With Cruise, Wolf & Shepherd wanted to put something on the market that was well-designed, high-quality and stood out in the genderless footwear space. “There’s a lot of casual sneakers that are genderless,” Hope Schneider told Modern Retail. “We felt like in the premium space, in the luxury space, there isn’t a product that’s built that way.”
It took Wolf & Shepherd two years to develop Cruise, with Justin Schneider acknowledging, “most large brands don’t have the luxury of iterating at the rate and with the time that we had.” The company used a rapid prototyping process to develop the shoes, conducted stress testing on the shoes and adjusted internal and external parts of the shoes “probably a couple dozen times to bring this to market,” he said. Roughly 2,000 customers ordered pairs in the first two weeks alone. Nordstrom also came knocking and plans to carry Cruise in several department stores nationwide this summer.
Wolf & Shepherd has more products, including dressier styles, in the pipeline. “In our mind, at this point, really, anything can be genderless,” Hope Schneider said. “It was a really fun exploration, and we think kind of more futuristic, to design products for all people. And so that’s kind of the mandate for any product that we’re briefing going forward.”

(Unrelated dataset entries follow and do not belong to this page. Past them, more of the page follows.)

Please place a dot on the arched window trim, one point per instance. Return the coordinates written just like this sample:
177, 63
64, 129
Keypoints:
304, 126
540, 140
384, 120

Circana’s Goldstein told Modern Retail she expects to see more gender-neutral footwear on the market to cater to demand. With that also comes opportunities for retailers to rethink how they classify their products, she explained. Most retailers still divide up stores into a men’s section and a women’s section. “But how does that evolve in the future to represent more of this sort of genderless shopping?” she asked.
There will always be footwear brands that focus more on men’s shoes or women’s shoes or distinctly both, but it could be interesting for retailers to think about “how they might merchandise this in a more compelling way,” Goldstein pointed out. For instance, “instead of separating the two spaces, bringing together one sort of big presentation and then letting the consumer decide,” she said.